President Ramaphosa celebrates Investment Summit positive outcomes

SOUTH AFRICA - Report 28 Oct 2018 by Iraj Abedian

Investment and economic growth are interconnected, with higher investment proven to lead to higher growth. The inverse is also true, countries that have low investment levels are slow to grow, and even stagnate, leading to poor quality of life in general. The South African economy is no different and needs sufficient investment, sustained over a period of time, to grow, and for this reason, President Ramaphosa has made it one of his chief goals to attract investment into the country.

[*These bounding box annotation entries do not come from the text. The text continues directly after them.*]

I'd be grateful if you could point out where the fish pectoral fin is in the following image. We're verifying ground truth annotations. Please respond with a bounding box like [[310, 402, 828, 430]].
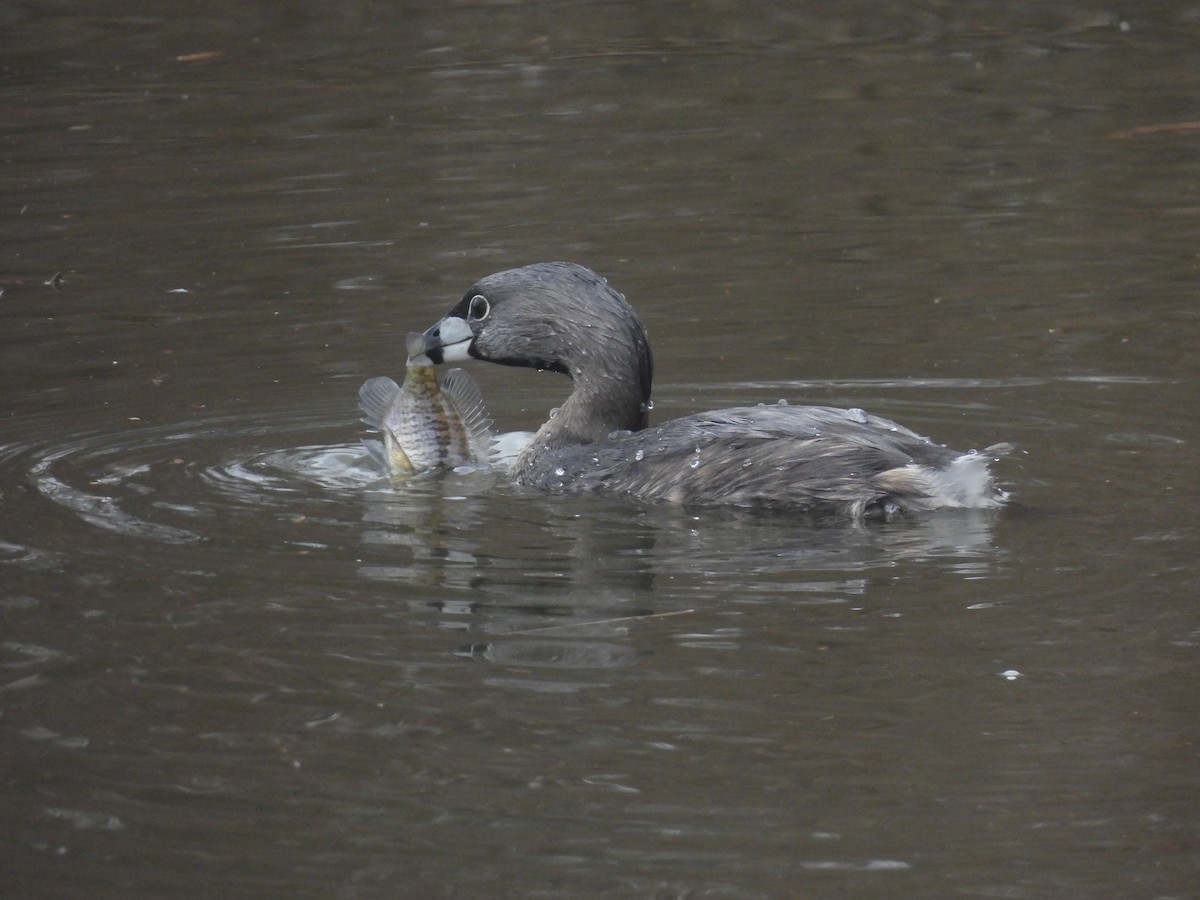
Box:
[[442, 368, 496, 462], [359, 376, 400, 431]]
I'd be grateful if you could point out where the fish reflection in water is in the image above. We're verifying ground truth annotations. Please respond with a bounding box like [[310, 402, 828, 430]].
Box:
[[359, 334, 496, 476]]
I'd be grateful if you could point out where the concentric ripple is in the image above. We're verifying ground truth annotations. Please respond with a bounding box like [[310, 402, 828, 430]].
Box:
[[0, 416, 408, 544]]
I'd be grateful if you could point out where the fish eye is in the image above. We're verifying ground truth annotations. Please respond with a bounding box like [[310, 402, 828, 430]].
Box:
[[467, 294, 492, 322]]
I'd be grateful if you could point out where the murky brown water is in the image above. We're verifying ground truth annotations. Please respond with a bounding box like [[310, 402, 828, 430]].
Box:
[[0, 1, 1200, 898]]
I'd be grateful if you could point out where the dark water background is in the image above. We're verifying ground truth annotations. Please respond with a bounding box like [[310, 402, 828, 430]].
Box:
[[0, 0, 1200, 898]]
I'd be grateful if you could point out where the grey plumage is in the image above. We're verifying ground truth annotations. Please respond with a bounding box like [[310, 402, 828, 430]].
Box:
[[425, 263, 1008, 517]]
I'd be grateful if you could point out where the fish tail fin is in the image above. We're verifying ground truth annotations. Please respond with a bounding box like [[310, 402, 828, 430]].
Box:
[[359, 376, 400, 431], [442, 368, 496, 463]]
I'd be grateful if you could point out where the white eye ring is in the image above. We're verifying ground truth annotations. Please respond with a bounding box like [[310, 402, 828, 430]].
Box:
[[467, 294, 492, 322]]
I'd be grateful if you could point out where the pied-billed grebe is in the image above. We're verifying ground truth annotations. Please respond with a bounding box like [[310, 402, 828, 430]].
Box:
[[422, 263, 1008, 517]]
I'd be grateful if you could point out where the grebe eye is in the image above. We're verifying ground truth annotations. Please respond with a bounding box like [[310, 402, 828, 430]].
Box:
[[467, 294, 492, 322]]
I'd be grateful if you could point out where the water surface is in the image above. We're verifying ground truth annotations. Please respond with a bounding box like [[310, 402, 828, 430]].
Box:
[[0, 2, 1200, 898]]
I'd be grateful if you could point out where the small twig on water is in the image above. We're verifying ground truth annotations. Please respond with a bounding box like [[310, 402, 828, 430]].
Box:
[[493, 610, 696, 637]]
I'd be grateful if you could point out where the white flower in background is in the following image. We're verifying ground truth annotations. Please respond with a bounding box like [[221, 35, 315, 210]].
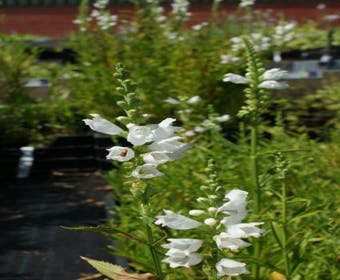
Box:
[[132, 163, 163, 179], [192, 22, 208, 31], [83, 114, 123, 135], [189, 209, 205, 217], [239, 0, 255, 8], [263, 68, 287, 81], [162, 238, 202, 268], [220, 54, 240, 64], [106, 146, 135, 162], [223, 73, 248, 84], [223, 68, 289, 89], [216, 114, 230, 122], [149, 136, 190, 153], [216, 259, 249, 276], [204, 218, 217, 227], [316, 3, 327, 10], [171, 0, 191, 20], [93, 0, 109, 10], [227, 223, 264, 238], [126, 124, 153, 146], [143, 151, 173, 165], [214, 232, 251, 252], [259, 81, 289, 89], [155, 210, 202, 230]]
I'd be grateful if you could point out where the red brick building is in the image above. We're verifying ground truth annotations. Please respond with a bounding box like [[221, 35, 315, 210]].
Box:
[[0, 0, 340, 38]]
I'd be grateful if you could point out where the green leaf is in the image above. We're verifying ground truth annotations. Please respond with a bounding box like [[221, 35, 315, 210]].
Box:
[[270, 222, 285, 248], [81, 257, 125, 280], [62, 226, 146, 244]]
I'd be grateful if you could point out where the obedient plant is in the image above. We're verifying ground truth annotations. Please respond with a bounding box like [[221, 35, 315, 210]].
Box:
[[155, 161, 264, 279]]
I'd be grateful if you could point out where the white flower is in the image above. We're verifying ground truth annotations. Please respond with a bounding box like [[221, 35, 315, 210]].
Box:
[[204, 218, 217, 227], [187, 95, 201, 104], [83, 114, 123, 135], [127, 124, 153, 146], [259, 81, 288, 89], [155, 210, 201, 230], [189, 209, 205, 216], [221, 211, 247, 226], [216, 114, 230, 122], [263, 68, 287, 81], [227, 222, 264, 238], [239, 0, 255, 8], [214, 232, 251, 252], [149, 136, 190, 153], [162, 238, 202, 268], [216, 259, 249, 276], [143, 151, 172, 165], [106, 146, 135, 162], [223, 73, 248, 84], [217, 189, 248, 213], [164, 97, 180, 105], [132, 163, 163, 179]]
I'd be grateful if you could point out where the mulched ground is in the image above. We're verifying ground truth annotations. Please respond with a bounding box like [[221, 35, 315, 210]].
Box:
[[0, 173, 116, 280]]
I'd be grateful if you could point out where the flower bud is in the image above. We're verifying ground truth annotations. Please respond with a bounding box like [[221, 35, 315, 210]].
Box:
[[189, 209, 204, 216]]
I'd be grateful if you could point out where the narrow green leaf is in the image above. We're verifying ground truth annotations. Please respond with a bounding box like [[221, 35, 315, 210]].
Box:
[[270, 222, 284, 248], [81, 257, 125, 280]]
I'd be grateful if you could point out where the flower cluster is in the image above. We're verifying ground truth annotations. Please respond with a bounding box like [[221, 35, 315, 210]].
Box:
[[155, 189, 264, 276], [223, 68, 288, 89], [84, 114, 189, 179]]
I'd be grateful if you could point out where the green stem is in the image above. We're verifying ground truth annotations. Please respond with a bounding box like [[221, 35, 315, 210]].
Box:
[[281, 181, 290, 279], [141, 203, 163, 279], [250, 124, 261, 279]]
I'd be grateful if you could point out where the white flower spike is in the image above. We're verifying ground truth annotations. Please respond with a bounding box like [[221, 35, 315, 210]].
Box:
[[106, 146, 135, 162], [83, 114, 123, 135], [155, 210, 202, 230], [162, 238, 202, 268], [216, 259, 249, 276]]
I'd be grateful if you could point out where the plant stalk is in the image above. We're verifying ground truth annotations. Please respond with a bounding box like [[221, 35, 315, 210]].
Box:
[[250, 123, 261, 280], [141, 203, 163, 280]]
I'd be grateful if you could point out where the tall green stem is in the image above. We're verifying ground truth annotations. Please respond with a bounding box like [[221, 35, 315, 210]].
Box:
[[141, 203, 163, 279], [281, 181, 290, 279], [250, 124, 261, 279]]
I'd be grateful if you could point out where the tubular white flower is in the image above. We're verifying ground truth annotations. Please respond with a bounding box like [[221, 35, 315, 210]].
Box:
[[223, 73, 248, 84], [227, 222, 264, 238], [83, 114, 123, 135], [143, 151, 172, 165], [152, 118, 181, 142], [259, 80, 288, 89], [204, 218, 217, 227], [149, 136, 190, 153], [221, 211, 247, 226], [126, 124, 152, 146], [106, 146, 135, 162], [216, 259, 249, 276], [162, 238, 203, 268], [214, 232, 251, 252], [187, 95, 201, 104], [164, 97, 180, 105], [263, 68, 287, 81], [217, 189, 248, 213], [189, 209, 205, 217], [155, 210, 202, 230], [132, 163, 163, 179]]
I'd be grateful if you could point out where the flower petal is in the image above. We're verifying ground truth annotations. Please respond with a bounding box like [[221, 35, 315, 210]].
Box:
[[155, 210, 201, 230], [83, 114, 123, 135]]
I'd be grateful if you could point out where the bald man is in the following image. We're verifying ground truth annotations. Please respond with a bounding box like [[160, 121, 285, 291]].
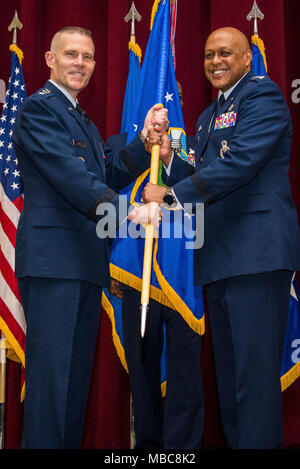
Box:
[[144, 28, 300, 449]]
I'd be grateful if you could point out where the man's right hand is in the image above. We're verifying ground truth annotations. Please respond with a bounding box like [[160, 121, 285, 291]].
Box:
[[128, 202, 162, 228], [142, 104, 169, 138], [145, 126, 172, 167]]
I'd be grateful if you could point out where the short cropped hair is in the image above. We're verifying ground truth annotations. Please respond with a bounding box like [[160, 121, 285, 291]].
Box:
[[50, 26, 92, 50]]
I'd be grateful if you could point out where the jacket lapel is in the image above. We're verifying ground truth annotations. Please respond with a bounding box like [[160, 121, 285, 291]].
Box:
[[45, 81, 105, 176], [195, 71, 254, 163]]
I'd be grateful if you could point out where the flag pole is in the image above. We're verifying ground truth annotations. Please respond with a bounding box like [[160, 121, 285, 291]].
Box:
[[0, 332, 8, 449], [141, 145, 160, 337], [124, 2, 142, 449]]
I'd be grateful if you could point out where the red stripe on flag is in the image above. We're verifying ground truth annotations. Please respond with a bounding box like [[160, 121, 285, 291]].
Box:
[[13, 195, 24, 214], [0, 249, 21, 303]]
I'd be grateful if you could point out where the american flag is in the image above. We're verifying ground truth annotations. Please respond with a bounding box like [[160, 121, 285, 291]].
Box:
[[0, 45, 26, 394]]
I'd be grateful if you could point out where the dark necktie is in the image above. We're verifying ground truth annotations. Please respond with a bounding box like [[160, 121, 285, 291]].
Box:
[[208, 94, 225, 133], [216, 94, 225, 117], [76, 103, 84, 120]]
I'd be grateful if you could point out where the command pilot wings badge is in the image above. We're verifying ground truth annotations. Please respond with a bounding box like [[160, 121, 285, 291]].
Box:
[[220, 140, 230, 159], [214, 111, 237, 130]]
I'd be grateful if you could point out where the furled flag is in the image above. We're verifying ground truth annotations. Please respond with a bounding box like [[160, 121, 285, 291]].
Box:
[[252, 34, 300, 391], [0, 44, 26, 394], [110, 0, 204, 368]]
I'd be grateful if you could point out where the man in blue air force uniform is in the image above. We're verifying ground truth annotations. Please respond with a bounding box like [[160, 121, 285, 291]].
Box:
[[13, 27, 166, 448], [144, 28, 300, 448]]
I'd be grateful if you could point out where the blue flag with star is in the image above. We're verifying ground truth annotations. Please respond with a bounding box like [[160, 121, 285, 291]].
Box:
[[251, 34, 268, 76], [121, 41, 142, 133]]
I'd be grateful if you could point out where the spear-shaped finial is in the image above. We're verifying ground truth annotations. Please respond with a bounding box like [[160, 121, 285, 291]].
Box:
[[124, 2, 142, 42], [8, 10, 23, 44], [247, 0, 265, 36]]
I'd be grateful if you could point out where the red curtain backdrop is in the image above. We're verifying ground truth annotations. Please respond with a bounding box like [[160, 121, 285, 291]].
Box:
[[0, 0, 300, 449]]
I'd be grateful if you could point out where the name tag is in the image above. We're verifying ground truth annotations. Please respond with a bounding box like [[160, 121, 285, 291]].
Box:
[[214, 112, 237, 130]]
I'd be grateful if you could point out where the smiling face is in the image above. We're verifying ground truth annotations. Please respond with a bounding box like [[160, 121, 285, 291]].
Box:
[[45, 32, 95, 99], [204, 28, 252, 92]]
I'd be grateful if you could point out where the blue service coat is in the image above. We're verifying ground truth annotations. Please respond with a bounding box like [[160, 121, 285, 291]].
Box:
[[164, 72, 300, 285], [13, 82, 150, 286]]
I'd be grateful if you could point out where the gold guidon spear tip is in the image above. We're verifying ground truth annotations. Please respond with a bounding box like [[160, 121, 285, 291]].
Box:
[[124, 2, 142, 42], [8, 10, 23, 44], [247, 0, 265, 36]]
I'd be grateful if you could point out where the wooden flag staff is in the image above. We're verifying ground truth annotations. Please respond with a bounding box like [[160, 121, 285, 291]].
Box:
[[141, 141, 160, 337]]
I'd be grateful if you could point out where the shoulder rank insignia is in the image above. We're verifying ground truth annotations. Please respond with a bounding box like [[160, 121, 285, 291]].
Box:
[[214, 111, 237, 130], [72, 139, 86, 148], [220, 140, 230, 160], [39, 88, 51, 95]]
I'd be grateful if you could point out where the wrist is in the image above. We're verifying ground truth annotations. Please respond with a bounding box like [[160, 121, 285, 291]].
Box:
[[139, 127, 148, 144], [161, 187, 177, 208]]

Indeed, one of the biggest challenges that have been facing South Africa for a long time now has been low investment. Growth in total gross fixed capital formation for the 10-year period from 2008 to 2017 (i.e. since the great recession) has averaged a measly 1.8%, and this is in contrast to the 6.7% growth rate for the 10-year period from 1998 to 2007. At the same time, investment has been seriously muted for the past two years, contracting by 4.1% in 2016 and barely growing at 0.4% in 2017. Economic growth has been a casualty of the low investment environment. South Africa is in a technical recession owing to the negative quarterly growth rates during H1 2018, and Finance Minister Tito Mboweni stated during the recent Medium Term Budget Policy Statement (MTBPS) that the country’s GDP forecast for 2018 has been revised down from 1.5% to 0.7%.